If you occupy a public-facing role at a Walt Disney theme park, you are not an employee. You are a cast member. You do not interact with customers. You interact with guests. And your sole responsibility is to preserve the magic—to never, under any circumstance, allow the seams to show in the seamless experience that is Disney.
Spending a day at a Disney theme park is, for many, anything but magical. The crowds are overwhelming at best and unbearable at worst, with some 50,000 people visiting each park daily. The heat takes a toll, despite several under-shade resting spots that dot each pathway. Children are tired, crying and whining. Parents have reached their limit. Souvenirs are overpriced—hell, everything is overpriced, from lemonade to keychains.
Whether pleasurable or not, the entire experience is, by all standards, tightly controlled. You won’t see gum sticking to the streets as unsightly, dirty blobs, because Disney parks don’t sell gum for that reason. You won’t see uniformed security guards, because they’re disguised as tourists—and they’re everywhere, always on the lookout for raucous behavior. You won’t see trash on the ground, because trash cans are meticulously spaced every 30 feet. Why that number? When designing the park, Walt Disney observed that most people were willing to carry their garbage up to 30 feet before disposing of it (usually on the ground).
You’ll also never see trash itself, thanks to the underground system of tubes and tunnels that transports everything from garbage to gift shop inventory to costumed characters— who, incidentally, are absolutely required to stay in full costume while “on stage” in the park. Playing Donald Duck and need to throw up? Do it in the mask, then signal to another cast member—by covering one eye and raising one hand—that you need to exit immediately.
Cast members who work the attraction lines also don special clothing, and when directing guests on and off the rides, they always use two fingers—index and middle—to point. One finger is considered rude in some cultures, and besides, using two fingers simply appears more polite.
“The more you know, the more you know you don’t know.” To me, this quote, often attributed to Aristotle, summarizes the hallmark of an open mind.
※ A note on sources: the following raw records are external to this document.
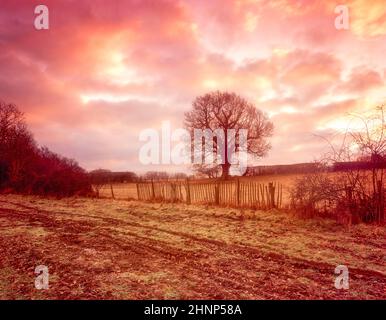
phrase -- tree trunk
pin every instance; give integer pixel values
(225, 170)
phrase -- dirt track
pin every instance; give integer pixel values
(130, 250)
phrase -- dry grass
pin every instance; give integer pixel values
(117, 249)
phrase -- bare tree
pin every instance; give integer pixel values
(224, 110)
(356, 187)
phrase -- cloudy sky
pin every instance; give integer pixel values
(105, 70)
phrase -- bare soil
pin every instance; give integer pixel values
(105, 249)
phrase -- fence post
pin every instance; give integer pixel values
(217, 193)
(381, 204)
(271, 189)
(152, 190)
(112, 191)
(238, 192)
(187, 191)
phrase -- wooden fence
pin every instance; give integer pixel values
(226, 193)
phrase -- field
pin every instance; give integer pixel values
(100, 248)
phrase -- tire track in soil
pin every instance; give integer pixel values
(231, 281)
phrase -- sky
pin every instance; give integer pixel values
(106, 70)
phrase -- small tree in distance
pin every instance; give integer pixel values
(225, 111)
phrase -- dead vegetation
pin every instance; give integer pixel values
(99, 248)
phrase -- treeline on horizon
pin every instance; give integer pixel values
(105, 176)
(26, 167)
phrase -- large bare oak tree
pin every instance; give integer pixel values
(224, 110)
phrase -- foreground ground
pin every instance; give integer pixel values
(132, 250)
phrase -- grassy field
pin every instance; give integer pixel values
(100, 248)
We are human. We are limited. We are intelligent, sentient beings, but we exist within boundaries that we either refuse to recognize or simply fail to grasp. As a species, we are capable of breathtaking acts of compassion and innovative strategies toward progress. We are capable of unspeakable evil.
In Disney’s mind, we are one, and we exist in a purgatory of sorts that straddles the real world and that of cartoons. In Disney’s mind, a layer of reality is stripped, removed, discarded and hushed over. And whatever the case may be, whoever we are and regardless of what we encounter, we can never say that we don’t know.